Na escola, não conseguia acompanhar as reuniões ou formações se as pessoas falassem um pouco mais baixo que o normal.

«Tinha dificuldade em ouvir conversas na sala de professores ou em jantares com amigos e compreender os alunos que falassem num tom mais baixo que o normal». Além disso, sempre que me dirigia a algum balcão de atendimento ou receção, locais em que as pessoas têm alguma tendência para falar baixo, pedia, quando possível, ao meu marido  para me acompanhar e responder por mim, sempre que eu não conseguisse perceber o que me era dito», desabafa.

A reação dos outros

Um dos grandes problemas que Ana
Isabel Gonçalves sentiu foi perceber que, «em geral, a surdez não é um
problema visível». Por esse motivo, não era pouco frequente afirmar «pode falar um pouco mais alto porque eu não consigo ouvir bem?», relembra. Ainda
que o  solicitasse, «as pessoas aumentavam o volume da sua voz durante a
primeira ou segunda  frase, voltando posteriormente a um tom demasiado
baixo para ser compreendido».

«Quando nos encontram novamente,
tornam a usar o mesmo tom baixo de sempre e temos de relembrar novamente
que não ouvimos bem e que a pessoa deve falar mais alto», sublinha.
Além das dificuldades diárias, Ana Isabel Gonçalves cansava-se
fisicamente por todo o esforço que tinha de fazer para tentar ouvir.
«Acrescia ainda o esforço mental ao tentar construir frases inteiras das
palavras que conseguia compreender ao ritmo da conversa e da leitura
dos lábios, que acabava por fazer inconscientemente», adianta.

Usar um aparelho auditivo

Mesmo com ajuda médica, o seu problema auditivo agravou-se. «No entanto, penso que teria muita dificuldade atualmente em ir trabalhar, se não tivesse procurado ajuda», explica.

Dirigiu-se então a uma clínica e adquiriu um aparelho auditivo para cada ouvido.

«Colocam-se atrás da orelha e só tem um fiozinho transparente que passa na parte da frente da orelha e entra no ouvido», refere.
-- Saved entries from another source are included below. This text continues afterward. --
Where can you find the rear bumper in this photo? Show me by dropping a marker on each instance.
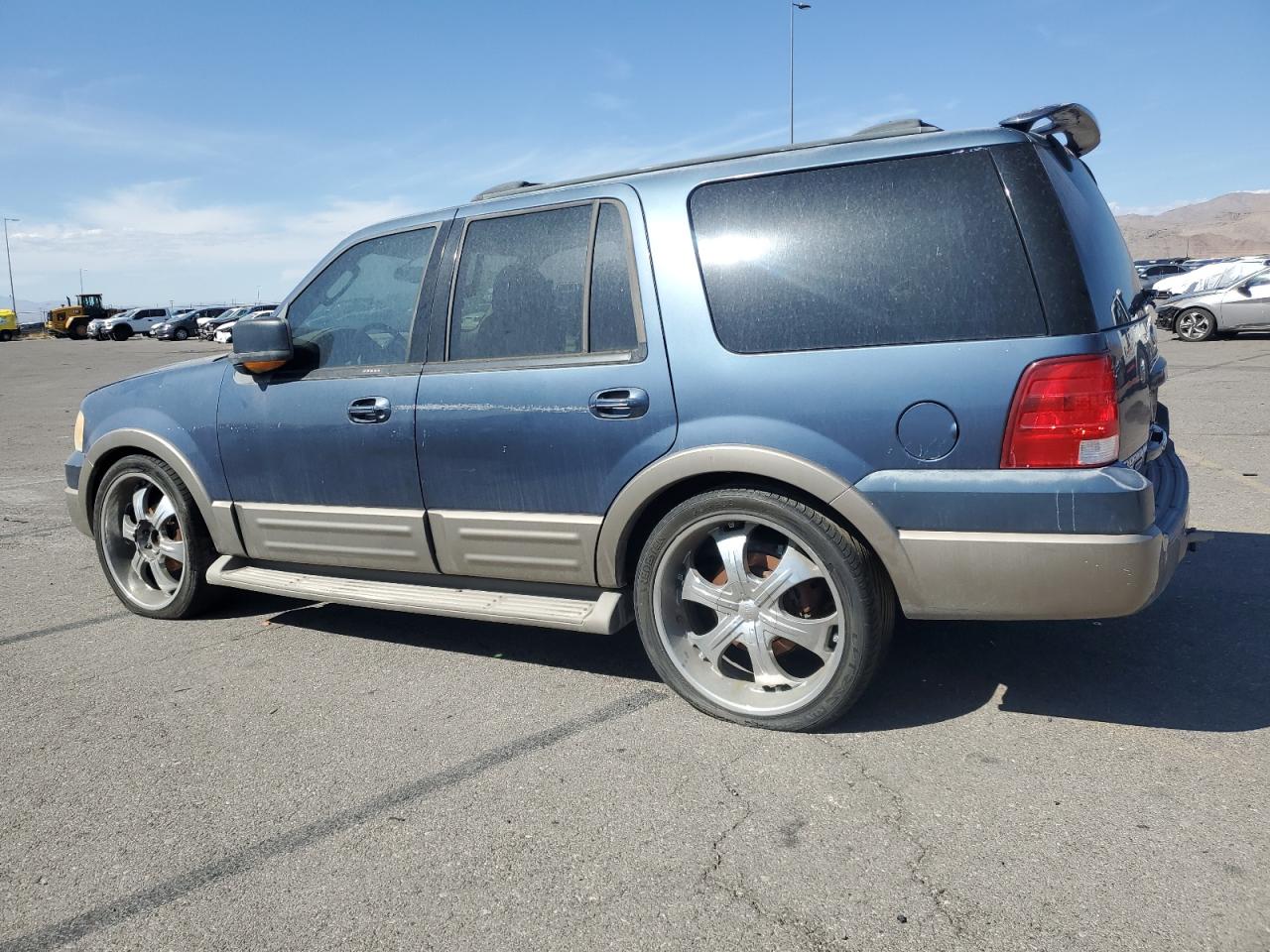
(1038, 575)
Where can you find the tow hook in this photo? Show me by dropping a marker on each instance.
(1194, 537)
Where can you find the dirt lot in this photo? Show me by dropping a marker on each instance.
(285, 775)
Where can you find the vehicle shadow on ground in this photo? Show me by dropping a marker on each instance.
(1198, 658)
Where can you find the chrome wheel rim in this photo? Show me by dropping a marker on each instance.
(1194, 325)
(748, 615)
(144, 539)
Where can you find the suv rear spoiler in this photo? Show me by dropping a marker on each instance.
(1070, 118)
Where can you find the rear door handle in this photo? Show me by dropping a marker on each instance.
(619, 404)
(370, 411)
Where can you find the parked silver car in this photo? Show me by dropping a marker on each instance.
(1243, 304)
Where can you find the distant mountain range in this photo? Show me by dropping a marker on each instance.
(1236, 223)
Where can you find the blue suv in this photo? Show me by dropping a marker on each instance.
(756, 404)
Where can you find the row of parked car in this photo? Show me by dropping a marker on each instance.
(166, 324)
(1201, 299)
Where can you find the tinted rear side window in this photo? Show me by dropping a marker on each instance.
(520, 285)
(1098, 243)
(612, 307)
(901, 252)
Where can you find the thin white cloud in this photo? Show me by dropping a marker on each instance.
(149, 244)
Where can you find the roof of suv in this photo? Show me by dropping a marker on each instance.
(888, 140)
(887, 130)
(1070, 118)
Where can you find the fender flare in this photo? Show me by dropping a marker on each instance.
(830, 490)
(217, 515)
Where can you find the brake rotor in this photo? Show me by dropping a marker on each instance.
(804, 601)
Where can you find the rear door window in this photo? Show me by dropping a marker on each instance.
(899, 252)
(552, 282)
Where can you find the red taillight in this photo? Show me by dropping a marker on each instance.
(1065, 414)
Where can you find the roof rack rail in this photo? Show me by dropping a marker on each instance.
(1072, 119)
(504, 188)
(887, 130)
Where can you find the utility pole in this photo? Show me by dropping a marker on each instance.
(13, 298)
(794, 7)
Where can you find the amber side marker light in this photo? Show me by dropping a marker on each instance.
(262, 366)
(1065, 416)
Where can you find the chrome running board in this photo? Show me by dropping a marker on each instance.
(603, 615)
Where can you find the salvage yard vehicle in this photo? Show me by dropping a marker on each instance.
(470, 413)
(1218, 275)
(96, 326)
(186, 325)
(209, 330)
(9, 327)
(72, 320)
(1201, 315)
(137, 321)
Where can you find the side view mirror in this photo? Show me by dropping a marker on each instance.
(262, 344)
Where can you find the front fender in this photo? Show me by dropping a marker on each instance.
(171, 416)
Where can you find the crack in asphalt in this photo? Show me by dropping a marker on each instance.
(899, 823)
(737, 892)
(253, 856)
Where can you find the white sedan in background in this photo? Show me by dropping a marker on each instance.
(225, 333)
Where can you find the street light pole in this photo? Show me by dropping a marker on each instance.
(793, 8)
(13, 298)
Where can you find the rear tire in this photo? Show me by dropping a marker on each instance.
(151, 540)
(757, 608)
(1196, 325)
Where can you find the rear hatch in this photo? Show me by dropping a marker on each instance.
(1124, 313)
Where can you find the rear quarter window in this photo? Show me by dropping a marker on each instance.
(1103, 257)
(899, 252)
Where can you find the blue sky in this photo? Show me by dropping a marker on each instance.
(203, 151)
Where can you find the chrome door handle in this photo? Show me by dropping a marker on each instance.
(619, 404)
(370, 411)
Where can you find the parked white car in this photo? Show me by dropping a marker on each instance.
(139, 321)
(225, 333)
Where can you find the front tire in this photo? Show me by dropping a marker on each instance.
(1197, 325)
(758, 610)
(151, 542)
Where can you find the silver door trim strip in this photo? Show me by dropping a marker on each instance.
(356, 537)
(557, 547)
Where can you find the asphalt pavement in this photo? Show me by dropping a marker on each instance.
(290, 775)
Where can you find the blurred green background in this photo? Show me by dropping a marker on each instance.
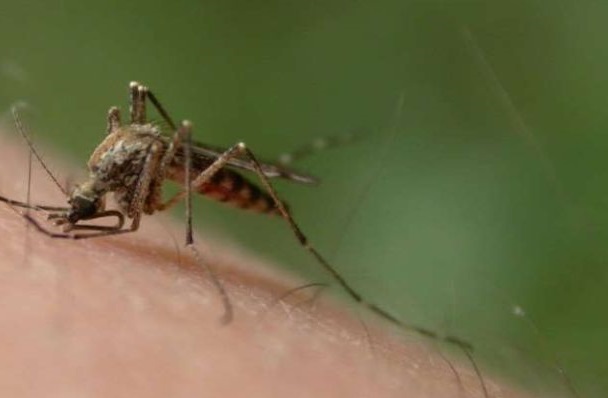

«Nessa parte é colocada uma borrachinha que permite que o aparelho fique acomodado no canal auditivo», explica ainda Ana Isabel Gonçalves. Este aparelho auditivo funciona a  pilhas, que duram cerca de uma semana.

O impacto

«Apesar de ainda me encontrar em fase adaptação, uma vez que o meu ouvido direito piorou recentemente, tornou o meu dia a dia muito mais fácil, pois as dificuldades que sentia, diminuíram muito. «Ainda não desapareceram totalmente», conta. Usa o aparelho durante o  dia que «quase passa despercebido. Depois de um ano, os meus alunos ainda não repararam». E quem com ela lida no dia a dia relativiza e até brinca com a situação. Ana Isabel Gonçalves conta que «um dia, uma colega reparou que eu tinha aparelho e disse, em tom de brincadeira, que eu era na realidade uma espia e o aparelho era o instrumento utilizado pelas chefias para comunicarem comigo», recorda.

Os conselhos de Ana Isabel Gonçalves

- Procure ajuda especializada
«Aconselho vivamente que se procure ajuda, pois a diferença no dia a dia é enorme», recomenda.

-
Não ter vergonha de usar aparelho

«A sociedade já não encara esta
situação como antigamente e há aparelhos com design e cores muito giras.
Numa era de auriculares bluetooth, estes aparelhos até podem ser
confundidos esse tipo de tecnologia», adverte.